The trial of her 48-year-old former lover John Miller also heard that in the weeks and months before going missing, Charlotte Murray was depressed and had suicidal thoughts.
Miller, a chef originally from Coleraine, with an address in Redford Park, Dungannon, denies murdering 34-year-old Ms Murray, originally from Omagh, over Halloween in 2012.
No body was ever found.
The couple, who became engaged after Ms Murray proposed to Miller, had shared a house in Roxborough Heights in Moy before her disappearance.
The fourth day of Miller's Dungannon Crown Court trial heard that two withdrawals of £20 had been debited from Ms Murray's Northern Bank account from cash machines in Belfast city centre, between October 31 and November 2, 2012. One transaction happened at an ATM in Belfast's Cornmarket on October 31, while the other was at a Belfast office on November 1.
It was also revealed that Ms Murray had confided in her GP she was depressed and had thoughts of self-harm most days.
However, the jury of eight men and four women also learned that she had failed to keep five other medical appointments during the month of October.
Ms Murray had told her GP she had felt depressed for several months and had thoughts of deliberate self-harm most days, but that she did not have any active suicidal plans.
He prescribed her anti-depressant medication and made an urgent referral to a psychiatrist.
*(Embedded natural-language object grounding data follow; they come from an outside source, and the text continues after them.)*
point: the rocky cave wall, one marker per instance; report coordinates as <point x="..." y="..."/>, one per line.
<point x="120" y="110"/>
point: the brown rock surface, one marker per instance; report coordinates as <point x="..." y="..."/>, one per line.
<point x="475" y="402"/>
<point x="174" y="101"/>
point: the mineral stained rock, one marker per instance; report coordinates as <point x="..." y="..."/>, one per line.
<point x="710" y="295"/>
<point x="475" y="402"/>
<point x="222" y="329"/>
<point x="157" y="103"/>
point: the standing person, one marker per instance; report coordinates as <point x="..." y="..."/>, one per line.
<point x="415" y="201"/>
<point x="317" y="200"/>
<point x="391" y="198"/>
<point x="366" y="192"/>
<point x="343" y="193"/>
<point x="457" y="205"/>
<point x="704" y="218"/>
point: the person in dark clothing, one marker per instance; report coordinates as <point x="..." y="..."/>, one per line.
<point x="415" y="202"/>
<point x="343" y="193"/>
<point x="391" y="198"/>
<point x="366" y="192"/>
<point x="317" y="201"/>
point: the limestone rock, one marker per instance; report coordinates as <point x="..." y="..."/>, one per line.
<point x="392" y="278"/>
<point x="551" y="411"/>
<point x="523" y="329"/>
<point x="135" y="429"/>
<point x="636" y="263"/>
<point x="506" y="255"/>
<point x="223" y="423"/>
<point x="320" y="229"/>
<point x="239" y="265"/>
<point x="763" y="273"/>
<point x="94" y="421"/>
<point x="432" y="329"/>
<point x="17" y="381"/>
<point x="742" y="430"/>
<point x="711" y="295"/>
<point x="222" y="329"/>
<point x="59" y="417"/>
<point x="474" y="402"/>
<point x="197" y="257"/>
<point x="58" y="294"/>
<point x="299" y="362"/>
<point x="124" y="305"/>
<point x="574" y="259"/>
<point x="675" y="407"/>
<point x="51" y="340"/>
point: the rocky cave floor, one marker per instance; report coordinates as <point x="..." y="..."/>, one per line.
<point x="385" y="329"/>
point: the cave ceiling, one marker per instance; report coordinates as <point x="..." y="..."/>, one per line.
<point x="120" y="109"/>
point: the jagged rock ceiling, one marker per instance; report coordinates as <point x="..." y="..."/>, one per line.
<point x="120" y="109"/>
A further report revealed previous incidents of self harm.
She later told a psychiatrist that she felt "overwhelmed" and that she "needed space".
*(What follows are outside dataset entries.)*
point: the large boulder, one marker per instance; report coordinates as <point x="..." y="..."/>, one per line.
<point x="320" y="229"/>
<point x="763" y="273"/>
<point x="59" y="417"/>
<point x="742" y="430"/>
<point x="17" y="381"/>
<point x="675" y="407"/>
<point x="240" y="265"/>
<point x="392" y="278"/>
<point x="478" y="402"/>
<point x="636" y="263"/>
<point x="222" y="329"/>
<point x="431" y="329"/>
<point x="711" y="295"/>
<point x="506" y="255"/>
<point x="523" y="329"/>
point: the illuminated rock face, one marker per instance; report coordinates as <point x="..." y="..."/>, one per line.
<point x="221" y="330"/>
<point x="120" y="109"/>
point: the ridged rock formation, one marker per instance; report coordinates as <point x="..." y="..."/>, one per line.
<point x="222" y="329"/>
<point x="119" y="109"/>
She had described her fiance, Mr Miller, as "a nice guy" but that there was not much of a bond and she wanted to leave, but feared being left isolated.
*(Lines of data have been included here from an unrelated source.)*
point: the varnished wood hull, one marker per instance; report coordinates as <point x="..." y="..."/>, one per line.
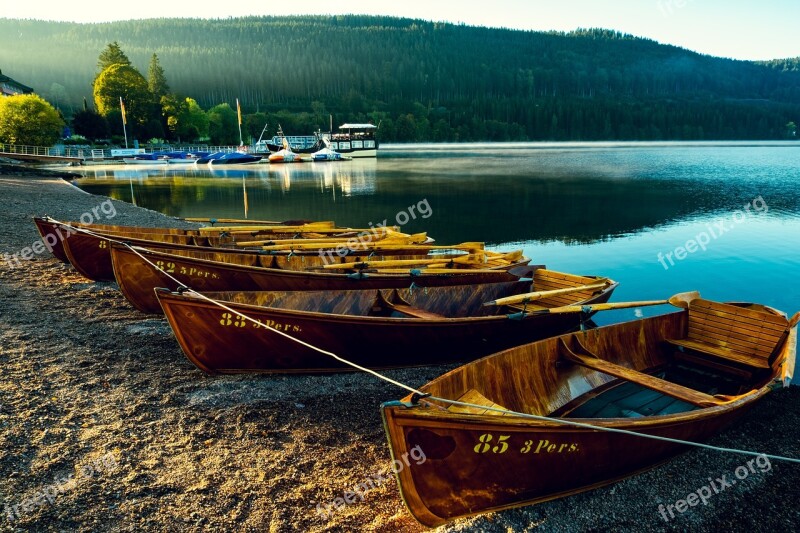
<point x="88" y="257"/>
<point x="90" y="253"/>
<point x="53" y="237"/>
<point x="218" y="341"/>
<point x="137" y="278"/>
<point x="481" y="462"/>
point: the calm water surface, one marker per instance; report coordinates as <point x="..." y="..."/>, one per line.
<point x="607" y="209"/>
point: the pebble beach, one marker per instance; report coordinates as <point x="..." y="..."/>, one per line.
<point x="106" y="426"/>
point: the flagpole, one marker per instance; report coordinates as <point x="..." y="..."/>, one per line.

In a follow-up review that October, the psychiatrist noted that "she feels undeserving of her partner's support of her at present".
It was also noted that Ms Murray continued to drink heavily, but was not prepared to reduce her intake as she wanted to "blank it out".
The report stated: "She does enjoy and value life, and she denies suicidal ideation. She won't let this win, but can't exist like this for much longer."
Defence QC Orlando Pownall, in summing up the reports, put it to the doctor that Ms Murray "was a troubled soul?"
He replied: "She appears to be."
A police officer investigating Ms Murray's disappearance after it was officially reported by her brother and identical twin sister in May 2013 said when he spoke to Mr Miller in the home the couple had shared, he appeared normal and was cooperative.
While he said that Ms Murray had gone to Belfast to start a job in internet sales, he also told the officer she had borrowed £1,200 from her credit union, which subsequent inquiries revealed was never repaid, and was written off by the society as a bad debt.
It was also said that Ms Murray was under investigation for working while also claiming benefit.